As overall production reaches record levels, the amount of oil recovered per foot drilled in the Texas Permian Basin, the main shale formation in the United States, fell 15% between 2020 and 2023, placing it in level of ten years ago, according to an energy researcher. Enverus.

Indeed, hydraulic fracturing, the extraction method that appeared in the mid-2000s, has become less effective. In this technique, water, sand and chemicals are injected under high pressure underground to release trapped resources.

Two decades of drilling relatively closely spaced wells, resulting in hundreds of thousands of wells, disrupted underground pressure and made it more difficult to extract oil from the ground.

“Wells is getting worse and it’s going to continue,” said Dane Gregoris, managing director of Enverus Intelligence Research.

But new innovations in oil, which began to be implemented more widely last year, have made hydraulic fracturing faster, less expensive and with a higher yield.

Advances in recent years include the ability to double the length of lateral wells to three miles and equipment capable of fracturing two or three wells simultaneously.

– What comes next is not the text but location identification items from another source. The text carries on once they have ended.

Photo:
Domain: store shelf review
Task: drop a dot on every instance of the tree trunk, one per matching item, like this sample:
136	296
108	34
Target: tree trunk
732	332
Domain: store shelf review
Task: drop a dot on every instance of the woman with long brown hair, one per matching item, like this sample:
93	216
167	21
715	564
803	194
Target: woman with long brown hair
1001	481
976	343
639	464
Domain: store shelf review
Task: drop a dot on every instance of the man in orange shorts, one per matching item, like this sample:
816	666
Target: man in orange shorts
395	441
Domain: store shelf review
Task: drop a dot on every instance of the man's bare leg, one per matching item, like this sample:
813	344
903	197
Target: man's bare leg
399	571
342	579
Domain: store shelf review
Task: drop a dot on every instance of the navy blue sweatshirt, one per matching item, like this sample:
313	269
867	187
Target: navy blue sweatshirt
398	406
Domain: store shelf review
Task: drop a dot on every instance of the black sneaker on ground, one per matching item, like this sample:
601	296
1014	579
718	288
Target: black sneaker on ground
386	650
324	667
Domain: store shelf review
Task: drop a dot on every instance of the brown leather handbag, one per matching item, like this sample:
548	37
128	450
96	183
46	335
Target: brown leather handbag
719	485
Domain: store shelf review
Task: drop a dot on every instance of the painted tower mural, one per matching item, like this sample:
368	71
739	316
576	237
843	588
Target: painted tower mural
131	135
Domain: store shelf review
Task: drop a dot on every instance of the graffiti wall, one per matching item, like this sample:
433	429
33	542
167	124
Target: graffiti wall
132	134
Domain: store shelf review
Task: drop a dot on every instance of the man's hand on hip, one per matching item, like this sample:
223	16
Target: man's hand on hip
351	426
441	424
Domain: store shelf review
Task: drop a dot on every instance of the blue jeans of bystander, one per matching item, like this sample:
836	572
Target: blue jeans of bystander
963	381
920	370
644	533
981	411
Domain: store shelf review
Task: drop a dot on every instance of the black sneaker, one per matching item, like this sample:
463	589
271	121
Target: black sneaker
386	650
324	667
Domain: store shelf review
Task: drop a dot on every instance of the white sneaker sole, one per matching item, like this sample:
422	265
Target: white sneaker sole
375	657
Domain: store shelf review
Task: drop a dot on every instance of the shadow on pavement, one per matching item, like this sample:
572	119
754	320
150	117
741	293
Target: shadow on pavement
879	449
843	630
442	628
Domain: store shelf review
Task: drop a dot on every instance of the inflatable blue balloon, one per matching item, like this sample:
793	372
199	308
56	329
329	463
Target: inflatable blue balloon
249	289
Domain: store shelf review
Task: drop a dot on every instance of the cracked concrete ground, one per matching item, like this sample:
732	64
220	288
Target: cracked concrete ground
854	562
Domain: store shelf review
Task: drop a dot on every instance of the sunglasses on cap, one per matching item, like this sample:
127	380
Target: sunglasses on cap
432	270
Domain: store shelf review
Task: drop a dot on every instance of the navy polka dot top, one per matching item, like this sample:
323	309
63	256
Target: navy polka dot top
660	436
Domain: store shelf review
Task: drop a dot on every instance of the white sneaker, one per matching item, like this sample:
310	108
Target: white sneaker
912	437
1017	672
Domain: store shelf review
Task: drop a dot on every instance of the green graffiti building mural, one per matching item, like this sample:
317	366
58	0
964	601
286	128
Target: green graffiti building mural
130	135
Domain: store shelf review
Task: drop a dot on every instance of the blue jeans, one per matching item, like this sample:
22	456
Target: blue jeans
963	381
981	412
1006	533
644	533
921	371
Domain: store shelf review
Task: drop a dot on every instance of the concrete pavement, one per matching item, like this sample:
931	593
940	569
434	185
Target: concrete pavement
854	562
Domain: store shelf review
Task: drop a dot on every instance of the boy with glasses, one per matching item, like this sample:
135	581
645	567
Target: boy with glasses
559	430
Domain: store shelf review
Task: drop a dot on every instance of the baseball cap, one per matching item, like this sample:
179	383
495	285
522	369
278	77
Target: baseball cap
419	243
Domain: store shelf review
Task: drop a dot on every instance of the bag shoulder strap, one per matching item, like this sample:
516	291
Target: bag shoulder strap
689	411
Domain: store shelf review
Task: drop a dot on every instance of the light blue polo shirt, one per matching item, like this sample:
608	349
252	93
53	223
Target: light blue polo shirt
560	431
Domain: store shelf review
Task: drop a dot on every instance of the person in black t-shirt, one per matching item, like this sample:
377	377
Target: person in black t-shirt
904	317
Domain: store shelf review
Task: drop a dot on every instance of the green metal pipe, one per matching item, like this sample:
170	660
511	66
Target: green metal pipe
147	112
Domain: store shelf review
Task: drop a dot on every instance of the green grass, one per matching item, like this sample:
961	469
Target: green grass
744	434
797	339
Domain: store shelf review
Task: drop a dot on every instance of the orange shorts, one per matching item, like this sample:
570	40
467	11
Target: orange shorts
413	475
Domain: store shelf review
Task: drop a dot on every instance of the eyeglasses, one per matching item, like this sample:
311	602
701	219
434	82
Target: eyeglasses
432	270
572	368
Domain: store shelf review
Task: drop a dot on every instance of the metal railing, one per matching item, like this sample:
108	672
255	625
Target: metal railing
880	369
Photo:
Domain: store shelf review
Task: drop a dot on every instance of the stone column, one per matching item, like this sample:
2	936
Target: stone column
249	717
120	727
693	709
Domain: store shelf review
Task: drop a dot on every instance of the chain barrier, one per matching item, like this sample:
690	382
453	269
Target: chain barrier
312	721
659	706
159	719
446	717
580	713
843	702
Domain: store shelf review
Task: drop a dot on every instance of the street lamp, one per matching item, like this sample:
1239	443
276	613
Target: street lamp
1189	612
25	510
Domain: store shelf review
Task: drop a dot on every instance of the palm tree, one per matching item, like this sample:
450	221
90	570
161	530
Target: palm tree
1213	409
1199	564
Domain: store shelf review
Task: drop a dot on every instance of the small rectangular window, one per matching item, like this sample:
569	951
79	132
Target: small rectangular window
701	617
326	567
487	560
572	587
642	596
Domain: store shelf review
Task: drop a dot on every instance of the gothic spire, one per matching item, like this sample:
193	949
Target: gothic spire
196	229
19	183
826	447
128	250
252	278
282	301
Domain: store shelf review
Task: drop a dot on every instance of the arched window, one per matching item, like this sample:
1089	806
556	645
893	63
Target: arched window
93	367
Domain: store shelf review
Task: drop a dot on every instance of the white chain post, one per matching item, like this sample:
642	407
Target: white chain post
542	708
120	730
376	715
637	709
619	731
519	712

Electric pumps can replace expensive, high-maintenance diesel equipment.

“Companies can now do (fracking) wells faster and more cheaply,” said Betty Jiang, an oil analyst at Barclays.

A drawback of new simultaneous fracturing technology, also called simul-frac, is that companies must have drilled many wells and be ready to move to the unison fracturing phase before they can proceed. The pumps inject fluids and extract oil and gas from two or three wells at the same time, instead of just one.

Because they act as an interconnected system, sinks cannot be added piecemeal. But companies eager to reduce costs have not deployed enough drilling rigs to fully capitalize on the innovations’ potential.

“Instead of drilling wells and getting production in a few months, you have to drill eight or 10 wells,” said Mike Oestmann, CEO of Tall City Exploration.

“That’s $100 million buried before we see any revenue,” he said. “For small businesses like Tall City, that’s a big challenge.”

The number of active drilling rigs in the United States this month fell nearly 18% from last year.

Simultaneous fracturing can also reduce well costs by $200,000 to $400,000, or 5 to 10 percent each, said Thomas Jacob, senior vice president of supply chain at researcher Rystad Energy estimates.

NEW TECHNOLOGY SUPPORTS RECORD PRODUCTION

Oil analysts predict that the use of the new technology will accelerate. “We saw a trend of companies moving toward co-fracking in the second half of last year, and that will only continue,” said Saeed Ali Muneeb of energy analysis firm Kayrros.

Well lengthening and advances in hydraulic fracturing techniques are more than offsetting declining productivity and limited drilling rigs, helping the United States achieve record oil production volumes.

Major U.S. shale-producing regions are expected to reach their highest production in five months next month, with production from new wells up 28% from last year, according to the Energy Information Administration. UNITED STATES.

“Companies are increasingly refining and getting better at hydraulic fracturing,” Oestmann said. “Without them, production would fall.”

The innovations will gain momentum once major producers like Exxon Mobil Corp and Chevron Corp adopt them more widely, shale experts said.

Mid-sized companies, like Pioneer Natural Resources, that can bear the costs, have been early adopters of the new methods. These positive results make them more attractive to large companies like Exxon, which is awaiting regulatory approval to buy Pioneer.

But the biggest shale producers have pledged to use oil revenues to fund shareholder returns rather than drilling expansion. Two of the largest shale oil operators, Exxon and Chevron, have missed their Permian production targets in recent years.

Exxon said its own new hydraulic fracturing technology would allow it to extract an additional 700,000 barrels of oil equivalent per day (boed) from Pioneer assets by 2027, tripling production to 2 million boed.

Chevron is increasingly using simulated fracturing and says the technique will help it increase Permian production by 10% this year, to 900,000 boed. It has also completed a triple fracking pilot project and plans to use it more widely, a spokesperson said.